Well-defined barium molybdate hierarchical architectures with different morphologies: Controllable synthesis, formation process, and luminescence properties

Uniform and well-dispersed BaMoO4 hierarchical microspheres and microflowers have been synthesized via a simple surfactant-assistant hydrothermal route. The as-synthesized BaMoO4:Ln3+ (Ln=Eu, Tb, Dy, and Sm) phosphors show intense characteristic emissions under ultraviolet light excitation. [Display omitted] •Uniform BaMoO4 microspheres and microflowers have been synthesized via a hydrothermal route.•The reaction conditions have great effect on the size and morphology of the products.•The BaMoO4:Ln3+ (Ln=Eu, Tb, Dy, and Sm) samples show characteristic emissions under UV excitation.

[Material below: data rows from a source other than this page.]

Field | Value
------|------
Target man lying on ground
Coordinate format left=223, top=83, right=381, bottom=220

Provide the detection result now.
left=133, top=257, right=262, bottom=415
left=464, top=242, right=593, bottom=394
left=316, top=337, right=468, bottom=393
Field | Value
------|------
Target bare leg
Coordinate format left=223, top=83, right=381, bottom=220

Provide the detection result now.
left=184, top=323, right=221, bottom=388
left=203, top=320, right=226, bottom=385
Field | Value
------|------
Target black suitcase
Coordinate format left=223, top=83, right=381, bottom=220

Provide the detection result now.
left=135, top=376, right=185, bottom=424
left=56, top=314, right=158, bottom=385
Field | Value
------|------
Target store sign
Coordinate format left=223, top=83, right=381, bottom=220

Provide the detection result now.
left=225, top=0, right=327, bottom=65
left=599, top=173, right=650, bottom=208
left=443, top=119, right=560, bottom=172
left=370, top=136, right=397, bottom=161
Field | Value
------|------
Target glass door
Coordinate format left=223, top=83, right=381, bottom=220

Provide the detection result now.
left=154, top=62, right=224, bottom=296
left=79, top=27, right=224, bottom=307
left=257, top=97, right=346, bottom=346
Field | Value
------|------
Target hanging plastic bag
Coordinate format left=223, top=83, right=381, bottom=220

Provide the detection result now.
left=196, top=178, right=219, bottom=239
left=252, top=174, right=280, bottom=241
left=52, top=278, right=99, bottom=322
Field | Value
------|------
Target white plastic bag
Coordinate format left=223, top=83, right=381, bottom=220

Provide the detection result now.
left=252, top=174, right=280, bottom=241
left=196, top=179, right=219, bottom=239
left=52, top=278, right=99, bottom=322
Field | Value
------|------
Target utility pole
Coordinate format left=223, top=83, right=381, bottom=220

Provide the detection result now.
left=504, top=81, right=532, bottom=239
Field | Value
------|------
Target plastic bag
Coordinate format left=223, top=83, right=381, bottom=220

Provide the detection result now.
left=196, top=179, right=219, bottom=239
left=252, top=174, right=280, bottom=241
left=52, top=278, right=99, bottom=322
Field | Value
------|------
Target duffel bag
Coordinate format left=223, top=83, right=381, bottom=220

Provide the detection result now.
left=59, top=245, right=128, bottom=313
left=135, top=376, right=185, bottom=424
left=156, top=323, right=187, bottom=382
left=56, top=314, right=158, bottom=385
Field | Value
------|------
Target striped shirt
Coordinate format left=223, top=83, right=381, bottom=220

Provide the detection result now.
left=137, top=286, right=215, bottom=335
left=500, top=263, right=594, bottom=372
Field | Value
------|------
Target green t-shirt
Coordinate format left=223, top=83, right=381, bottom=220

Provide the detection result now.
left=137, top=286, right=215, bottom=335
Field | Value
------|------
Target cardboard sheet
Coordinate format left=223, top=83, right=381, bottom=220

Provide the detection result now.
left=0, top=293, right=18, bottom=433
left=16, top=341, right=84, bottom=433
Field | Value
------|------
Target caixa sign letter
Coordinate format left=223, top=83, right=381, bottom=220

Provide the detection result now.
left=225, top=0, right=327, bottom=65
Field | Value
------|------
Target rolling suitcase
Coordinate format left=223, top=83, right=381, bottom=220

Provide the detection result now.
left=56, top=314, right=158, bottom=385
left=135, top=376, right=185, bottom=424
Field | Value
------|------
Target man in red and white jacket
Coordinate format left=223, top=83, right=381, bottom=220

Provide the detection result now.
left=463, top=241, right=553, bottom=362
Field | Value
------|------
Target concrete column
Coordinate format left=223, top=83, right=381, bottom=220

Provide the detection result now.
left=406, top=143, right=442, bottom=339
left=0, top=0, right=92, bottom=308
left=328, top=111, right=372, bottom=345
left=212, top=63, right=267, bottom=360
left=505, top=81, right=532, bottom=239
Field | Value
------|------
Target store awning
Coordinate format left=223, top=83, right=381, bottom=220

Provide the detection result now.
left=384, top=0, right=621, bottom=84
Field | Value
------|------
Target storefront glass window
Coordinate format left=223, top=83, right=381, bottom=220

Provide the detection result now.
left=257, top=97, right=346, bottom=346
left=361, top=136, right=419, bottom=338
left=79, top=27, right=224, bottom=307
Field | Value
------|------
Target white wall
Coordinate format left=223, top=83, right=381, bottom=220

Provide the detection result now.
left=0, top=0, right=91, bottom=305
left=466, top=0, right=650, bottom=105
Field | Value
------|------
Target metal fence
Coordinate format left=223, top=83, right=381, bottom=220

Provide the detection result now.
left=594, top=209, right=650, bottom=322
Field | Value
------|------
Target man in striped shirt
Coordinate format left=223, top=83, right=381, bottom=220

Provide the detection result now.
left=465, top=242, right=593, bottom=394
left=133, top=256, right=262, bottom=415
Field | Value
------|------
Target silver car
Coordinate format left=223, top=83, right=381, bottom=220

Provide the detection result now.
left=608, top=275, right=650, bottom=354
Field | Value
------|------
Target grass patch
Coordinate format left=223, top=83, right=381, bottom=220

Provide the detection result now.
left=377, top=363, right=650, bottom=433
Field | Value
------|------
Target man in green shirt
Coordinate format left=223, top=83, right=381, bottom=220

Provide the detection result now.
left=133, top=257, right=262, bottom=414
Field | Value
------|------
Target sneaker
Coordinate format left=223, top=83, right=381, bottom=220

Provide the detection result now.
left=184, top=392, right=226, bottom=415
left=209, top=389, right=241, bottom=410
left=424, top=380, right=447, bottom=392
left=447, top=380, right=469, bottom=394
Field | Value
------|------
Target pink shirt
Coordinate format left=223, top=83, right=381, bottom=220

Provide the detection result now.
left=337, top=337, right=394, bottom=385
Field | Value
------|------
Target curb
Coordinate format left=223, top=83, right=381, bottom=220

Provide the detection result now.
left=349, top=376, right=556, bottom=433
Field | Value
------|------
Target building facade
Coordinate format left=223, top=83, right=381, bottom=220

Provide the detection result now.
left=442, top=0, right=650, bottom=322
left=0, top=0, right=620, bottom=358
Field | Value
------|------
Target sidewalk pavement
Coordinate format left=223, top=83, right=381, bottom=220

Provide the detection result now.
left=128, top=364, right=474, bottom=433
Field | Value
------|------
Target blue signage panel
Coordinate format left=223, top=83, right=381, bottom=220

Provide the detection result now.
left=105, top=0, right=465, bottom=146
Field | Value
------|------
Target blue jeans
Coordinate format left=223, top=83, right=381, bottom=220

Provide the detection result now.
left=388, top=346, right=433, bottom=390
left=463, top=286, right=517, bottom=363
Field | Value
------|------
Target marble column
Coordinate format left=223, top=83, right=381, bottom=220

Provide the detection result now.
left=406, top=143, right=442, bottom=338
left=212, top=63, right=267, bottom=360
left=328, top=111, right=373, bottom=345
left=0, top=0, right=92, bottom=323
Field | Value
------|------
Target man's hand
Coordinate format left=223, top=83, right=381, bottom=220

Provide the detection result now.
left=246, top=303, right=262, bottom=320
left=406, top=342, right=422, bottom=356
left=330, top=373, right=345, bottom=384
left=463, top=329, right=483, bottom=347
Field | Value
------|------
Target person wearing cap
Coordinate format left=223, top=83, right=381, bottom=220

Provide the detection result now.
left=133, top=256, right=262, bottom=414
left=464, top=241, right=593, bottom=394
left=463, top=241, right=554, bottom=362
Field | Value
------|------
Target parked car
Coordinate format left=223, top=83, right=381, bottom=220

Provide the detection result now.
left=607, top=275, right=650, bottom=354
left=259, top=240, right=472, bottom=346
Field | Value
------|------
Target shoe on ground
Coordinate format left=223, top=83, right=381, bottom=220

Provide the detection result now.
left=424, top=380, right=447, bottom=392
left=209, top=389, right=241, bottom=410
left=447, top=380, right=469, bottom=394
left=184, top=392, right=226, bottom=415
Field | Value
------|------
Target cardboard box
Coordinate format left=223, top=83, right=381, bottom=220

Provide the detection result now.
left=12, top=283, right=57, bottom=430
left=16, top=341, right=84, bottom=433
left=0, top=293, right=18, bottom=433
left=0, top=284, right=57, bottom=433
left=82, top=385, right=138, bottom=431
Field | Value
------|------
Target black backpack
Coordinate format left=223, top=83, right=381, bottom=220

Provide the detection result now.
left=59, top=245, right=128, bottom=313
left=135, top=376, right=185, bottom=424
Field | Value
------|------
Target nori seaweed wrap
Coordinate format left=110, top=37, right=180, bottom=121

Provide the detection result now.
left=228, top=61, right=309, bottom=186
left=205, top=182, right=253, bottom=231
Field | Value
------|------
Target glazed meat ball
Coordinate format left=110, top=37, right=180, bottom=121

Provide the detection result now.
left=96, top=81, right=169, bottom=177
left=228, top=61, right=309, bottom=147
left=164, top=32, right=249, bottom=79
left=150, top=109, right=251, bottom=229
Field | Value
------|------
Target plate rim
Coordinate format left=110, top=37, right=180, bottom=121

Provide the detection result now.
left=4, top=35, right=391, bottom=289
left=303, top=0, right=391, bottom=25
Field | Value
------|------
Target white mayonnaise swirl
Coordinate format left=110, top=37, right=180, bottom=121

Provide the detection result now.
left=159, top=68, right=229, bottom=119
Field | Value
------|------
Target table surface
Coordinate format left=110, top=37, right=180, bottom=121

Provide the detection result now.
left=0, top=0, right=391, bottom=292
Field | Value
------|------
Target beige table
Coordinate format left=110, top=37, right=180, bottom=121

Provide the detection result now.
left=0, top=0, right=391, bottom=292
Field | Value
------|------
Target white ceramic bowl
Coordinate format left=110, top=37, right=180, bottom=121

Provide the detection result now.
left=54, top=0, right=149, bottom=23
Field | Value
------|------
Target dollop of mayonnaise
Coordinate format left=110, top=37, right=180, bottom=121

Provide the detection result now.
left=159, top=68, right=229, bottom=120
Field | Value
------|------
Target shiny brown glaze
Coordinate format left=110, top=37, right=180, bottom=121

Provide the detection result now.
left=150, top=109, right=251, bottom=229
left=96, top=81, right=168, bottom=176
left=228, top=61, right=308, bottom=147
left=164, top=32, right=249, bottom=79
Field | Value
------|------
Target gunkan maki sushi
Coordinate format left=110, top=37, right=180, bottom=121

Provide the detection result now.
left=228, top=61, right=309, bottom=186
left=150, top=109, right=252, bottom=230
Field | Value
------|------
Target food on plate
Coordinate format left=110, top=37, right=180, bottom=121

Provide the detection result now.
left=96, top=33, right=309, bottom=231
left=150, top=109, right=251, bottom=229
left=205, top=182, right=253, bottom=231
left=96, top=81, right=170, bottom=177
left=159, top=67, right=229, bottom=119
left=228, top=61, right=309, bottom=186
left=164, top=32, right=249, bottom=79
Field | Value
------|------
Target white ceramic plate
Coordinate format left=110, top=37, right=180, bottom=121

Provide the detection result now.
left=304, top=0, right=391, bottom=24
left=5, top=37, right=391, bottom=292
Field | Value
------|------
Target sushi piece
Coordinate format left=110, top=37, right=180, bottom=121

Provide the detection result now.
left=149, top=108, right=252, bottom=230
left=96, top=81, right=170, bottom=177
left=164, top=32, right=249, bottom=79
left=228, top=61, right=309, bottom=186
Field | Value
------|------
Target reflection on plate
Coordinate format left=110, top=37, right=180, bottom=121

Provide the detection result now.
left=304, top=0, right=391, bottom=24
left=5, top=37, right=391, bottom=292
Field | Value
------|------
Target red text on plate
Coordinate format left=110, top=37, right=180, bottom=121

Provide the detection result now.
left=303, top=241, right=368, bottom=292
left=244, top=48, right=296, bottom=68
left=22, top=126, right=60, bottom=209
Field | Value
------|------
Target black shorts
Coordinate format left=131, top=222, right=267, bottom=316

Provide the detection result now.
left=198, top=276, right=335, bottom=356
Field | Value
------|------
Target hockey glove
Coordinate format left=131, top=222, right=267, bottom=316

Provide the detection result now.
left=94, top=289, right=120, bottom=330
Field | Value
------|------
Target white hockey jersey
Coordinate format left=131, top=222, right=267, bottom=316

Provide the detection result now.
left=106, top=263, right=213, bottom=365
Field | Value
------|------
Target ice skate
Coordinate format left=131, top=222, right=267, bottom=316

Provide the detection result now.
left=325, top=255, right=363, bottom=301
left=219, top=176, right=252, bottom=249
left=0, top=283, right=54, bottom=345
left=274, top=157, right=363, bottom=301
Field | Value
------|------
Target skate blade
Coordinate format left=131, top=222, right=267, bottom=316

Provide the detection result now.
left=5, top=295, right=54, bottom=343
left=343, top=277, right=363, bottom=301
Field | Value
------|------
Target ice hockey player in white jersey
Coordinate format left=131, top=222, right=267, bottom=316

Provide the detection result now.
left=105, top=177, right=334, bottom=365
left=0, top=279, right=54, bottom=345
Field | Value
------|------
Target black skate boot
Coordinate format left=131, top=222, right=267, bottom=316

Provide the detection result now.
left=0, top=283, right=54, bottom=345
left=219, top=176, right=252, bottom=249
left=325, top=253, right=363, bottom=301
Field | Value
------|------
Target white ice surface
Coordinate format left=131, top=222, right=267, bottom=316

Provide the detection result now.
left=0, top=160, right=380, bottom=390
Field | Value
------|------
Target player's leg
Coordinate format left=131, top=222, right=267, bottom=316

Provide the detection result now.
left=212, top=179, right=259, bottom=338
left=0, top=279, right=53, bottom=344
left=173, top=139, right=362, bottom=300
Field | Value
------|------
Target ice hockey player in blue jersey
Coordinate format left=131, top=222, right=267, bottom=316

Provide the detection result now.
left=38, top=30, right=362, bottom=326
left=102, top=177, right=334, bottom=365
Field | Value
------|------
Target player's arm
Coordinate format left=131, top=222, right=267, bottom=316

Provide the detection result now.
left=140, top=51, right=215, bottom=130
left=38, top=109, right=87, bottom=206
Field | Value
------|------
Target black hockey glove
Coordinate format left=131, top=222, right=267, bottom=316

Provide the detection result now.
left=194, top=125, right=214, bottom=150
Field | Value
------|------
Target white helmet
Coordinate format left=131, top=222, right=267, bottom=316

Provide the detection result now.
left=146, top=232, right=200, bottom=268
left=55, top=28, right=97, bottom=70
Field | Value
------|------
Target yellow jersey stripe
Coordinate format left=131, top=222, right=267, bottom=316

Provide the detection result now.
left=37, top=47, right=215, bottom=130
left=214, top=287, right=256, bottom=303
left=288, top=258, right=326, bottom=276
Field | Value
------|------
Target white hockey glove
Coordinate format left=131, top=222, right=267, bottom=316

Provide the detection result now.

Uniform and well-dispersed barium molybdate (BaMoO4) hierarchical microspheres and microflowers have been successfully synthesized via a hydrothermal route by using sodium dodecyl benzenesulfonate (SDBS) as surfactant. The reaction conditions, including SDBS additive, pH value of the initial solution, as well as reaction temperature, have great effect on the size and morphology of the BaMoO4 products. The possible formation process of the BaMoO4 microspheres has been investigated by time-dependent experiments. The as-synthesized BaMoO4:Ln3+ (Ln=Eu, Tb, Dy, and Sm) phosphors show intense characteristic red, green, green–yellow, and orange–red emissions under ultraviolet light excitation, which might find potential applications in the fields of light emitting phosphors, advanced flat panel displays, and light-emitting diodes (LEDs).